12) A short glossary

  • Chunk: a unit of content with a cryptographic hash identity.
  • Node: an internal DAG record that lists children and sizes; its hash commits to the subgraph.
  • Manifest/root: an entry point that defines a version (e.g., a snapshot, image, or directory tree).
  • Pack: a file that stores many chunks to amortize overhead.
  • Proof: the minimal set of sibling hashes needed to verify inclusion of a chunk in a root.

Content‑addressable storage with Merkle DAGs is deceptively simple and astonishingly effective.
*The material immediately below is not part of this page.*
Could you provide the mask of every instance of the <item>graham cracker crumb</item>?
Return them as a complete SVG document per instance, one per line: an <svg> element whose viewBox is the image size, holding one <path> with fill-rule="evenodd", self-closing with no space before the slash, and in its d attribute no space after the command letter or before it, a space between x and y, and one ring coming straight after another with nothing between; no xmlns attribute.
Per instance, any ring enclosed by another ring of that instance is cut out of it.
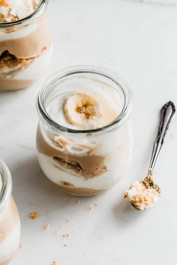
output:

It lets you reason about data by identity, share substructure across versions, and synchronize with mathematical confidence. With careful design around chunking, packs, GC, and security, it scales from laptops to multi‑region object stores—while staying elegant enough to explain on a whiteboard.

13) Tooling and schema evolution

Over time, manifests and node schemas evolve. Plan versioning:

  • Add a version field to node/manifests; use domain‑separated hashes per version to prevent cross‑interpretation.
  • Provide migration tools that rewrite older graphs into new formats lazily during repack.
  • Build debuggers: print a DAG, validate reachability, fetch proofs, and diff two roots by traversing only changed subgraphs.
  • For public APIs, publish a formal spec so external clients can interoperate safely.